Apple Watch 'black box' algorithms unreliable for medical research [u]

article thumbnail

Apple's use of algorithms to analyze data may be an issue for medical research, after a Harvard professor discovered inconsistencies in data from one Apple Watch accessed at different times.

One of the benefits of mobile devices and wearable devices like the Apple Watch is that improvements can be made in software. In medical research, this may not necessarily be a good thing, and has prompted one study to rethink its methodology.

According to JP Onnela, an associate professor of biostatistics at the Harvard T.H. Chan School of Public Health, these changes can produce inconsistencies in data collection. This can even be the case for analyzing the same data, but at different moments in time.

While Onnela typically prefers using research-grade devices for data collection for studies, The Verge reports a collaboration with the department of neurosurgery at Brigham and Women's Hospital prompted an examination of consumer hardware. Specifically, the study's team wanted to check how different the results from commercial products like the Apple Watch could be in terms of accuracy.

Two sets of the same daily heart rate variability data collected from one Apple Watch were collected, covering the same period from December 2018 until September 2020. While the sets were collected on September 5, 2020, and April 15, 2021, the data should have been identical given they dealt with identical timeframes, but differences were discovered.

It is thought that tweaks by Apple to algorithms used in the Apple Watch changed how the data was interpreted before being collected.

"These algorithms are what we would call black boxes - they're not transparent.
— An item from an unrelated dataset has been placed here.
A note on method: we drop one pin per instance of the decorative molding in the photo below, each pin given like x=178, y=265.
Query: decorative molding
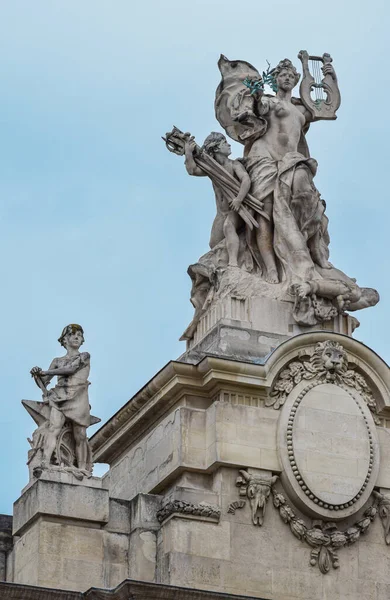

So it's impossible to know what's in them," said Onnela. "What was surprising was how different they are. This is probably the cleanest example that I have seen of this phenomenon."

The changes are a concern for scientific researchers, who want there to be minimal changes or variances in how devices report or record data the same sets of data. Small changes may not be a problem for typical users, but for researchers where consistency is required, Onnela says "that's the concern."

The findings caused the team to shift away from using consumer hardware and back to medical-grade devices. Onnela proposes that the Apple Watch and other wearable items should only be used if raw data is available or if researchers can be informed of when algorithm changes occur.

The Apple Watch and other Apple hardware have been used for medical studies in the past, and sometimes as the primary device. In April, Apple partnered with the University of Washington to study how the Apple Watch could be used to predict illnesses like flu, or the coronavirus.

Stanford University also looked into whether an iPhone and Apple Watch could be used to remotely assess a heart disease patient's frailty, in a study funded by Apple. Researchers found there was a slight dip in accuracy in at-home testing versus in-clinic versions, though it was put down to "out-of-clinic variability" rather than Apple's sensors.

Update: Apple later told The Verge that algorithm changes are not retroactively applied to past data. The company had no explanation for the discrepancy found by Onnela, but suggested issues might arise when using third-party apps to export data.